Reste que le commun des mortels, s’il ne connaîtra le vrai repos qu’en Dieu seul (Ps 61, 1) dans la paix de l’éternité, a besoin d’un fréquent et salutaire répit physique et spirituel en ce monde (2) pour faire face à sa fatigue naturelle et ainsi repartir sur sa route terrestre laborieuse. Se (re)donner de plus belle en vue de cette fin attendue : « Notre cœur est sans repos tant qu’il demeure loin de Toi » (saint Augustin). D’où l’éloge célèbre du sommeil que fait Péguy : « C’est le grand secret d’être infatigable comme un enfant… comme l’enfant se couche innocent dans les bras de sa mère… » Le remède à la fatigue du corps et de l’âme, c’est le repos dans le sommeil, la détente, le rêve et le jeu : l’abandon ! Saint Thomas d’Aquin louait pour sa part, dans l’ancienne et joyeuse vertu grecque d’eutrapélie (3), cette capacité de détente spirituelle légitime après l’effort, qui empêche de se rompre à l’image de l’arc trop longtemps tendu :
« Le repos de l’esprit, c’est le plaisir. C’est pourquoi il faut remédier à la fatigue de l’esprit en s’accordant quelque plaisir. L’esprit de l’homme se briserait s’il ne se relâchait jamais de son application. Cela s’appelle divertissements ou récréations, le jeu, les plaisanteries. Il est donc nécessaire d’en user de temps à autre pour donner à l’esprit un certain repos. »
Néanmoins, l’homme peut connaître aussi plusieurs sortes de fatigues, volontaires ou involontaires : celles à accepter, voire à rechercher, et celles qu’il faut éviter le plus possible.
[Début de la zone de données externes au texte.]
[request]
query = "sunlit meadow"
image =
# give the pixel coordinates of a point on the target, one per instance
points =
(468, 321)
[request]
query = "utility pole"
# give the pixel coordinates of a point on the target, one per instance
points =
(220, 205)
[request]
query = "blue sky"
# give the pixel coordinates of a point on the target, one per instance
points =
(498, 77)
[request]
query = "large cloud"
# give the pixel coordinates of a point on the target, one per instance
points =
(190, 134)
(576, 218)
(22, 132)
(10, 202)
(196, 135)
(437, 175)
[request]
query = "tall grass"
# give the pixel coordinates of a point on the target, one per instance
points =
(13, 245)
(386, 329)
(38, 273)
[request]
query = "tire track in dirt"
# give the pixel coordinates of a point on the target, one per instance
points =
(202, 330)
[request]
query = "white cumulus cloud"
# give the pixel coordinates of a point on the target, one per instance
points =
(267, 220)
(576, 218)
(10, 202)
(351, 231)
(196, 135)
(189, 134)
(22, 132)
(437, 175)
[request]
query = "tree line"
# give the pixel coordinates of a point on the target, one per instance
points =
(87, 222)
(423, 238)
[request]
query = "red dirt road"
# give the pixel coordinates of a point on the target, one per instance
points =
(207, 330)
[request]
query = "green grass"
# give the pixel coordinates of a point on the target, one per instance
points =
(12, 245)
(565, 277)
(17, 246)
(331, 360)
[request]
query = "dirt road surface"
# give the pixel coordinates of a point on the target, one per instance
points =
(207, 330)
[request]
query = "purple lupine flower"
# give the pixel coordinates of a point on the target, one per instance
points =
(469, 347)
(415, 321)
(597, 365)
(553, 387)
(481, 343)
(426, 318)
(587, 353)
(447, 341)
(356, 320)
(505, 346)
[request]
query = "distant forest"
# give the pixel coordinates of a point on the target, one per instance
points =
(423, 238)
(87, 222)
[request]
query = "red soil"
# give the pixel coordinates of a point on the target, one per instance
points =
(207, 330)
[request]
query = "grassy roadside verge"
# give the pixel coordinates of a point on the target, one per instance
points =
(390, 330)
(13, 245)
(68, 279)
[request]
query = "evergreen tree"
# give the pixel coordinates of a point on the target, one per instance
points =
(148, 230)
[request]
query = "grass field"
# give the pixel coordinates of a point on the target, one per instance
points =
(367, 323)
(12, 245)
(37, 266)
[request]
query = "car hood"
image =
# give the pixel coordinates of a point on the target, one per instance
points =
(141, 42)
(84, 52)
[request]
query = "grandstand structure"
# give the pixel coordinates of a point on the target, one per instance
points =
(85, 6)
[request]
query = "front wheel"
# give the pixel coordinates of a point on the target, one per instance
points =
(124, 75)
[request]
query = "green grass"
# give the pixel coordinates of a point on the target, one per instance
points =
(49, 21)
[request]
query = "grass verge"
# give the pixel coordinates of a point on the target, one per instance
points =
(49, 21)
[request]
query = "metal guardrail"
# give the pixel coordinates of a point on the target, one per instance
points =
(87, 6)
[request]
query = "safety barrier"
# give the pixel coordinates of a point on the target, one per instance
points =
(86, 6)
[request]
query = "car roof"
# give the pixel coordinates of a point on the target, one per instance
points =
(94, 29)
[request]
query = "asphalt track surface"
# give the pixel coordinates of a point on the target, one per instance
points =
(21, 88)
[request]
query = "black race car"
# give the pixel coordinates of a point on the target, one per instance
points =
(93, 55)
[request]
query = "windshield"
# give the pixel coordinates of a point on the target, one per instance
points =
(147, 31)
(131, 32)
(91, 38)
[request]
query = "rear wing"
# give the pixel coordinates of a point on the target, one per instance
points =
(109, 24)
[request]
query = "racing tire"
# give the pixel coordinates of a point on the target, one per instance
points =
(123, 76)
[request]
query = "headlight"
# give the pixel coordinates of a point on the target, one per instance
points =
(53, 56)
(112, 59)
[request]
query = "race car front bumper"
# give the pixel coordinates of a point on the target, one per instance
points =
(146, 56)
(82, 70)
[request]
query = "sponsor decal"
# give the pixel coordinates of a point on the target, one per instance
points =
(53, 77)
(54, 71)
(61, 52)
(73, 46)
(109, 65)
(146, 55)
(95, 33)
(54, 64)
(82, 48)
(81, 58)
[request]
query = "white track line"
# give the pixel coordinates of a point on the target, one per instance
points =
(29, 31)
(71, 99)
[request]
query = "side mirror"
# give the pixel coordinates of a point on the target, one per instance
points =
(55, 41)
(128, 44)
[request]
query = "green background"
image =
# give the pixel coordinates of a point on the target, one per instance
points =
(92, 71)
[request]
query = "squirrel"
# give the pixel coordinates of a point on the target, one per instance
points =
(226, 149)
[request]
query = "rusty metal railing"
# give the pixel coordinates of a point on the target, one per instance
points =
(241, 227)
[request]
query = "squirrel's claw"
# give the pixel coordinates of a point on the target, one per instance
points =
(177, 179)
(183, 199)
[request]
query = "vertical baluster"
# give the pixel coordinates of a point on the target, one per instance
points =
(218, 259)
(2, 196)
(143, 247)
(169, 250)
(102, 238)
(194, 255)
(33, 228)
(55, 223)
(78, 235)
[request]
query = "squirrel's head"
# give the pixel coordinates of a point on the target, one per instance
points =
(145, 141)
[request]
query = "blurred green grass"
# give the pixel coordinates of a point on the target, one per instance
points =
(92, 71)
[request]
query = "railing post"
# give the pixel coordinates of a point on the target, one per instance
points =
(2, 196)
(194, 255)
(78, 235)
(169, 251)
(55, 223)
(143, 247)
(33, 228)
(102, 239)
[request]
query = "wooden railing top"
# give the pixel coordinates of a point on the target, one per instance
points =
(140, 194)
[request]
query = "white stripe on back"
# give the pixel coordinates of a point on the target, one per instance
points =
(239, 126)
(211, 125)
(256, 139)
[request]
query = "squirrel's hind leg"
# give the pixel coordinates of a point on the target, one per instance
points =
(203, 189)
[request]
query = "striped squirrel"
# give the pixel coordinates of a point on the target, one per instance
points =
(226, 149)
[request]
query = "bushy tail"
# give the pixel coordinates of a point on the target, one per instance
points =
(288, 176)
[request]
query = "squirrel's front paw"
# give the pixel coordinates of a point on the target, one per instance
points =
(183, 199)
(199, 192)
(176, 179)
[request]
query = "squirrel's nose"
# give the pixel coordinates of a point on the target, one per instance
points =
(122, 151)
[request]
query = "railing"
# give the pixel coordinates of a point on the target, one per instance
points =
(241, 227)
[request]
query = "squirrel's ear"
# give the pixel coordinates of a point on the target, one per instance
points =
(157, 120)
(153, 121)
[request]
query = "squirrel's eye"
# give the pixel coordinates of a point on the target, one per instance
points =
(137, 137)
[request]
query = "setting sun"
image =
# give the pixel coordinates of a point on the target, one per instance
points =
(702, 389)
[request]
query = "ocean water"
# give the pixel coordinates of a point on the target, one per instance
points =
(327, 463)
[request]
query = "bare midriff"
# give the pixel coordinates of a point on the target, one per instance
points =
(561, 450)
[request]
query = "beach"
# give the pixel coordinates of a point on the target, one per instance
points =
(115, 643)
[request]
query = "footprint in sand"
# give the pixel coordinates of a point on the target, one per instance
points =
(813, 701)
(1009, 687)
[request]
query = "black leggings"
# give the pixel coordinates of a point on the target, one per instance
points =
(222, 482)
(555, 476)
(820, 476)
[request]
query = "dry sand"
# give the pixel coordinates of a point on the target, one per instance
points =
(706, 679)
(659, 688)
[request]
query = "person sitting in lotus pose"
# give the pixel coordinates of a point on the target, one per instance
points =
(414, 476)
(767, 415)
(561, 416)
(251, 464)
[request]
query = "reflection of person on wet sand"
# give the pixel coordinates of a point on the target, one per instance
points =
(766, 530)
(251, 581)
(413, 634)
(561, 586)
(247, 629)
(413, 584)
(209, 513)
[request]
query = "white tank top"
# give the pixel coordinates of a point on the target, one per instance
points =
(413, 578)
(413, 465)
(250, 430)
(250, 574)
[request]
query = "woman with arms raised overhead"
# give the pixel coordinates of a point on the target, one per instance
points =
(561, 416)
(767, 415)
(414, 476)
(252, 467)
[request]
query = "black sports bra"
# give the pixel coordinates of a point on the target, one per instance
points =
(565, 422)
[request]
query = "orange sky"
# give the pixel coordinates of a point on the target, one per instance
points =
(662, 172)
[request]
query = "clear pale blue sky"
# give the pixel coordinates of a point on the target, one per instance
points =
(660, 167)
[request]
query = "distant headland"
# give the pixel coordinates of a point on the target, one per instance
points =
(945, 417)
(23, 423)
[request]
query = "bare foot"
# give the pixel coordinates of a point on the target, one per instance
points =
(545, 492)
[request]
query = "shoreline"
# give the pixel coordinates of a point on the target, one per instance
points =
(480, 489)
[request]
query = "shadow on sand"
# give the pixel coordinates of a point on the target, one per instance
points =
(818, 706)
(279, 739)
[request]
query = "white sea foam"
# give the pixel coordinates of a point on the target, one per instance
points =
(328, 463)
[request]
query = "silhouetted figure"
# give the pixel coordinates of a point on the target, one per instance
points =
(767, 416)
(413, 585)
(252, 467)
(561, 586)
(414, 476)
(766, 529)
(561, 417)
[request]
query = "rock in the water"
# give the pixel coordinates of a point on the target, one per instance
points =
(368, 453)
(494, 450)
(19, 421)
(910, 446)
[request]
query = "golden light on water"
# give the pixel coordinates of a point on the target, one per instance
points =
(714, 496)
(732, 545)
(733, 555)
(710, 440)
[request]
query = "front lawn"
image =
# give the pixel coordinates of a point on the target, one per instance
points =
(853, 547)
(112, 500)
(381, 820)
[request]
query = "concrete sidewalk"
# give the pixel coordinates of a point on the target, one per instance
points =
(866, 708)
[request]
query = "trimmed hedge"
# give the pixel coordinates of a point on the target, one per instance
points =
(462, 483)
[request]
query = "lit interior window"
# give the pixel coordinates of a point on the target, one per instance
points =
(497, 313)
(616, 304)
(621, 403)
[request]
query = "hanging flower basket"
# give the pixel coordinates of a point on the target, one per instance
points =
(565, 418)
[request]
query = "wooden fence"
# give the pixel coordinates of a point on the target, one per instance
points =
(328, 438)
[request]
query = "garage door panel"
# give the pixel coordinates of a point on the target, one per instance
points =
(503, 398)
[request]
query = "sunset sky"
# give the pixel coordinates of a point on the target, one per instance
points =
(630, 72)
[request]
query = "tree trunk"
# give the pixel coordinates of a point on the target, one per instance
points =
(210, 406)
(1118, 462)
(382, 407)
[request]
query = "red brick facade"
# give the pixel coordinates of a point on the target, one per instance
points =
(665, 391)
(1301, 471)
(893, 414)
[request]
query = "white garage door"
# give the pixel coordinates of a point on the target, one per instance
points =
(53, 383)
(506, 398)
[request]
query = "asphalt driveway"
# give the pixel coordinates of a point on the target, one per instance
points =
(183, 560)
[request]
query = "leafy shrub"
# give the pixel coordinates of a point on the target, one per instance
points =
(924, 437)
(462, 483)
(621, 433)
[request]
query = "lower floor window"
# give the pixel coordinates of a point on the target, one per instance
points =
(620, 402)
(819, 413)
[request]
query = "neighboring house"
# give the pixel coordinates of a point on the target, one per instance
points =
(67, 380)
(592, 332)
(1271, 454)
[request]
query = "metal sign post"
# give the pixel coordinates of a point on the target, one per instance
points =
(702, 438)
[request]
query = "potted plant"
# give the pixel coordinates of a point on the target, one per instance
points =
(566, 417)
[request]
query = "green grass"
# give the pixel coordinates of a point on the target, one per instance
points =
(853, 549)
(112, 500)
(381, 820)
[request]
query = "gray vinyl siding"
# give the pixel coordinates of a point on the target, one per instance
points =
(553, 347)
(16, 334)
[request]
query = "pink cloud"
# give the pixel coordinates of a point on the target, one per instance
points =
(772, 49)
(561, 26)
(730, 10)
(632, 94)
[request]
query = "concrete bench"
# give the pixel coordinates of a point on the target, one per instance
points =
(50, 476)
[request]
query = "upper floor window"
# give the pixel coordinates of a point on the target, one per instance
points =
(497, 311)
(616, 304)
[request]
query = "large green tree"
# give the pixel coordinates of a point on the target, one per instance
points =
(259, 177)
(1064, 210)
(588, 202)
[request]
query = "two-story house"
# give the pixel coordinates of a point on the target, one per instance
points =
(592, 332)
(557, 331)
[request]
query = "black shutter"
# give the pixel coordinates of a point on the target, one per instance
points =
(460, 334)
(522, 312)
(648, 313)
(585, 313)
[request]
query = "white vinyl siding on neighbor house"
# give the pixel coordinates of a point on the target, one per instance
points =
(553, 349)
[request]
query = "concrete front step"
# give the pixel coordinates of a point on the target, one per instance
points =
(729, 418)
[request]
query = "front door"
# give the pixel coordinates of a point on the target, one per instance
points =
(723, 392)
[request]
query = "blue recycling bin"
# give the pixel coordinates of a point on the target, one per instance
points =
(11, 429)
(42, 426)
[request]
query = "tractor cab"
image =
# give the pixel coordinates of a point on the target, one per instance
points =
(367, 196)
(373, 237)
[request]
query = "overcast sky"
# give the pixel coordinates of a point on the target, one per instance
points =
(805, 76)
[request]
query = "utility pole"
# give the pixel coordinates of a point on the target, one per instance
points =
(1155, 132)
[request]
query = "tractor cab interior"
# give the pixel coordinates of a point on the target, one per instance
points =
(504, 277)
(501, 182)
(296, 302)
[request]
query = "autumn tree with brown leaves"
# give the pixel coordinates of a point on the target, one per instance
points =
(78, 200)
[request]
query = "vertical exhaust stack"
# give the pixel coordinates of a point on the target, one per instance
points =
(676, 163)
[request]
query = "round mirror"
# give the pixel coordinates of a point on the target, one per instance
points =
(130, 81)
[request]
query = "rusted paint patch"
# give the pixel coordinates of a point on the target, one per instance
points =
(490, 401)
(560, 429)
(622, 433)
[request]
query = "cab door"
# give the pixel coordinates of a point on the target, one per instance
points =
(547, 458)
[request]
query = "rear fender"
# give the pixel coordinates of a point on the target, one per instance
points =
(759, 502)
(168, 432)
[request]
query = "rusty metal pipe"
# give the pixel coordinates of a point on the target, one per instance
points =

Celles qu’on appelle les saines fatigues du devoir d’état (études, métier, bénévolat, sport, jardinage…), que “le sommeil du juste” (comme celui de l’enfant) vient naturellement réparer. Mais il y a aussi les fatigues malsaines et illégitimes qu’il faut réprouver, causées par un dérèglement vicieux de notre vie quotidienne (trop d’écrans, de soirées arrosées, addictions diverses…), qui nuisent précisément à notre devoir d’état et à notre salut. Et puis il y a les fatigues involontaires : celles provoquées par les aléas d’une santé défaillante ou les travaux forcés d’un camp de prisonniers par exemple. Ou bien encore les fatigues d’un état de service justement (charges d’une vocation altruiste, de la mère de famille qui se relève la nuit pour ses enfants au pasteur – comme Jean-Paul II – qui se donne “tout à tous”…). Si on ne peut toujours en triompher vitalement comme pour les premières espèces de saine fatigue, il importe de les offrir et de les confier à la Providence divine. Bienheureux alors ceux qui ainsi se fatiguent en Dieu et pour Dieu car ils trouveront en effet la béatitude indicible dans le camp de repos et de joie où Il a dressé Sa tente et la nôtre pour toute l’éternité !
Rémi Fontaine
(1) « Tout est un pour ceux qui sont parvenus à l’unité profonde de la vie divine : le repos et l’action, contempler et agir, se taire et parler, écouter et s’ouvrir, recevoir en soi le don de Dieu et rendre l’amour à flots dans l’action de grâces et la louange », écrit Édith Stein dans La prière de l’Église.
(2) « Tout le malheur des hommes vient d’une seule chose, qui est de ne savoir pas demeurer en repos dans une chambre », explique de son côté Pascal, dénonçant la fuite en avant du « divertissement », fuite de soi et du réel transcendant (de la vie intérieure) aussi bien dans le travail que dans le loisir. Divertissement symbolisé aujourd’hui par une culture honnissant le silence, dépendant excessivement des portables et du monde virtuel.
(3) Art du bon usage du loisir, de la détente convenable : « Juste milieu entre la paresse et l’agitation. » On juge une civilisation à la manière dont elle se repose.